# BTMS-50 and Polawax



## Soapman Ryan (Jun 26, 2014)

Lotioncrafter.com has stated you can you BTMS-50 as a co-emulsifer with Polawax. Has anyone used both these emulsifiers together? What ratio would I use them if I wanted to use both in one lotion recipe? I know that they are both used at 25% of the oils, do I use each 50/50, or do I need more polawax than BTMS-50? I've used them both, but only one at a time in different lotions.


----------



## DeeAnna (Jun 27, 2014)

I've used both. The ratio you choose depends on what you want to accomplish. Using one or the other or both is not a huge deal. I do want to clarify -- the combined percentage of the two should be about 25% of the oil-phase ingredients (fats + thickener) -- you would not use each one at 25%. 

Using 25% emulsifier when developing a recipe is always a safe place to begin, but it's not an absolute rule. My latest favorite body lotion recipe has emulsifier at only 20% of the oil-phase weight. Polawax/e-wax is 20% of the total emulsifier weight with BTMS as the balance.

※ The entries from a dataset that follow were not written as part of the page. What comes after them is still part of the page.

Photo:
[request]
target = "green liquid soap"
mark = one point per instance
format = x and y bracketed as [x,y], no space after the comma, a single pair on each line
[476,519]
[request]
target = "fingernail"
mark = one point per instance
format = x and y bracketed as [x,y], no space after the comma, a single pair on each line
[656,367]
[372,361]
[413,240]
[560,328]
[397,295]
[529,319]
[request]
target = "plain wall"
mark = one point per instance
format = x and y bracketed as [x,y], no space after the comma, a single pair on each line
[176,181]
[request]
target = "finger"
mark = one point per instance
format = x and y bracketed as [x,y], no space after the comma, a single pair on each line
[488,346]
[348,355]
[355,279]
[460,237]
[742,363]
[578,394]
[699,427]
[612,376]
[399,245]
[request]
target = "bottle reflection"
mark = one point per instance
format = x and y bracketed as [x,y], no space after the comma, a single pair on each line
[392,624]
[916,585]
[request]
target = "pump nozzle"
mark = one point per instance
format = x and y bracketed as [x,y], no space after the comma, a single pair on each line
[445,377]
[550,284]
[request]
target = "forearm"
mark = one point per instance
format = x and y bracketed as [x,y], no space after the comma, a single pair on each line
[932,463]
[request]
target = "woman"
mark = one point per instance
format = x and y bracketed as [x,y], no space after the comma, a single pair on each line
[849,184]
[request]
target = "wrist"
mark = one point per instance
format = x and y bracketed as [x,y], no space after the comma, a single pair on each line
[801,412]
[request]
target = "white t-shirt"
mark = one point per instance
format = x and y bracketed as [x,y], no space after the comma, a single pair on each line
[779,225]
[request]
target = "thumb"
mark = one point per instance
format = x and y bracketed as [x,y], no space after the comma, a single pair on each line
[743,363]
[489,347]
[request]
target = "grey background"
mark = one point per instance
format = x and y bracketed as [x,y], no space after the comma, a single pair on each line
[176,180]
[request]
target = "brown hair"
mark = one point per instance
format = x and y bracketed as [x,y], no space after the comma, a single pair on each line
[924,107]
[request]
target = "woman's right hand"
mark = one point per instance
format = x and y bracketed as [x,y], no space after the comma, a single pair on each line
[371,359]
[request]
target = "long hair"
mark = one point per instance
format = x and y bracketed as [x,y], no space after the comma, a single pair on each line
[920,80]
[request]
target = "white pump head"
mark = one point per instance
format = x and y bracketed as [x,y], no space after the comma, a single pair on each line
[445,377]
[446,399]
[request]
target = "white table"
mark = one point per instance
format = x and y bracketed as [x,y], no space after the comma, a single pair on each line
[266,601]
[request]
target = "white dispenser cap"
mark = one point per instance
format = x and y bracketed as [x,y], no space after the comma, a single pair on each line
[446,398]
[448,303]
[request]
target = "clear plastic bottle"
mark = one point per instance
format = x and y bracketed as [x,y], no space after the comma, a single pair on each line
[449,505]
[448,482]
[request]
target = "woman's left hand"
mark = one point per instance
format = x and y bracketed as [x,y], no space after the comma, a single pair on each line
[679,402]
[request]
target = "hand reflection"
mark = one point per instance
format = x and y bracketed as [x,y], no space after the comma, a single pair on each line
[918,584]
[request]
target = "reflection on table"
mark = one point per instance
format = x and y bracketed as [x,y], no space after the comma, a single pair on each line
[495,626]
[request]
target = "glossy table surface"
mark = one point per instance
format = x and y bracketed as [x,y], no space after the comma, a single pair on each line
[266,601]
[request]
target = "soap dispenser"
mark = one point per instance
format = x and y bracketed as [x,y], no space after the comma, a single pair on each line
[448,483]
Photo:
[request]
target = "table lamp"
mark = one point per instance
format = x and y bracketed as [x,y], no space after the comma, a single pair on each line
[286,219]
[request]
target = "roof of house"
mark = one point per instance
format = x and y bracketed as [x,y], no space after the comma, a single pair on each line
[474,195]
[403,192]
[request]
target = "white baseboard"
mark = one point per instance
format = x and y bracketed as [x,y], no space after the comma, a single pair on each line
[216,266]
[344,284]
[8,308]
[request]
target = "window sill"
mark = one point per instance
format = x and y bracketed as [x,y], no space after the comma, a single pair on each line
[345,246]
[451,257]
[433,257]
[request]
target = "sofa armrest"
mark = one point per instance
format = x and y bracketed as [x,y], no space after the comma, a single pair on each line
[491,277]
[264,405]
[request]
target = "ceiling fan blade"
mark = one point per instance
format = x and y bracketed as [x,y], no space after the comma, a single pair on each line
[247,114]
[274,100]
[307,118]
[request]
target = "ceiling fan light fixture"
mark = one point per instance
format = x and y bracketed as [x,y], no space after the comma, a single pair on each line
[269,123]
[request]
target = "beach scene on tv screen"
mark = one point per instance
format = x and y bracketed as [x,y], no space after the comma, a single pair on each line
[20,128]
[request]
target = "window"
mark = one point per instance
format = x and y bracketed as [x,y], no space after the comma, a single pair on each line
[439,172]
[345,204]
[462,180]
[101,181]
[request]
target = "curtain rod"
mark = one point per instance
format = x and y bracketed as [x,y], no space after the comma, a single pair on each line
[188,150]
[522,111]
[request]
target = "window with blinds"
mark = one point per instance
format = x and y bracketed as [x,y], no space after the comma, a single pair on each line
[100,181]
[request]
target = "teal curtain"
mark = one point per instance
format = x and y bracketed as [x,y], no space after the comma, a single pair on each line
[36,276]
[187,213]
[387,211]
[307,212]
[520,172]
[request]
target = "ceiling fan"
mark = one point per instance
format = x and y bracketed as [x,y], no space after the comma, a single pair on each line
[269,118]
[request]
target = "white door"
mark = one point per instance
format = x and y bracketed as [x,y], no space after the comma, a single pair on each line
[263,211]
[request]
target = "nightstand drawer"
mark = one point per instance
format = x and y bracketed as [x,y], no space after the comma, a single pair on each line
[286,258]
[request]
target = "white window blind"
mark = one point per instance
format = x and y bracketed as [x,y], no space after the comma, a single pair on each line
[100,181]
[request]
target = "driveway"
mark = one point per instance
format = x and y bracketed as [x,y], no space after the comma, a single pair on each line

E-wax/Polawax is non-ionic (no electric charge), so it does not adsorb (stick) to skin or hair. This means it will wash off fairly easily after application. In a body lotion, adsorption not a big deal, but if you want a longer-lasting hand lotion or an effective hair conditioner, adsorption might be a desirable quality. E-wax/Polawax has a "glidy" skin feel, so a lotion spreads more evenly and smoothly over the skin. Once applied, however, I think a lotion with 100% e-wax/Polawax can feel a little too greasy/oily on my skin for too long.

BTMS/emulsifying conditioner is cationic (electrically charged) and will adsorb to the skin or hair, so it does not wash off as easily after application. It provides some oil-free moisturization, so you can reduce the % of oils/fats/butters to lighten up a lotion a bit -- nice for a summertime product. It feels more powdery or drier on the skin, so it doesn't smooth over the skin quite as evenly and nicely as E-wax/Polawax, in my opinion. But I like the powdery feel of BTMS after application better than an oily feeling -- but that is a very personal thing.

So blending the two emulsifiers gives me the best of both worlds. What works for me, however, might be quite different than what works for you.


----------



## Soapman Ryan (Jun 27, 2014)

DeeAnna said:


> Polawax/e-wax is 20% of the total emulsifier weight with BTMS as the balance.



I like the powder, dry feeling and the matte finish, of the BTMS in a lotion. But, I have decided to try to add in some e-wax to help it apply a little easier (with more glide). Are you using 10% Polawax/e-wax and 10% BTMS? Maybe I'll just have to try splitting it in half to see how the results come out. I'm working on a face lotion with a low percentage of oils (13%), so I think I'll stay at the 25% for now. I might try 12.5% BTMS and 12.5% Polawax/e-wax.


----------



## DeeAnna (Jun 27, 2014)

No, I am not -- in my original post I said I was using "...Polawax/e-wax is 20% of the total emulsifier weight with BTMS as the balance...." Said another way, the ratio of emulsifiers is 20:80 polawax:btms for that particular lotion.

Edited to add this example: If your recipe calls for 20 g of fats+thickener and you're using the rule-of-thumb of 25% to be the weight of emulsifier, then you would want to be using a total of 5 grams of emulsifier. Of that 5 g of emulsifier, you'd use 20% (or 1 g) of polawax and 80% (or 4 g) of btms.


----------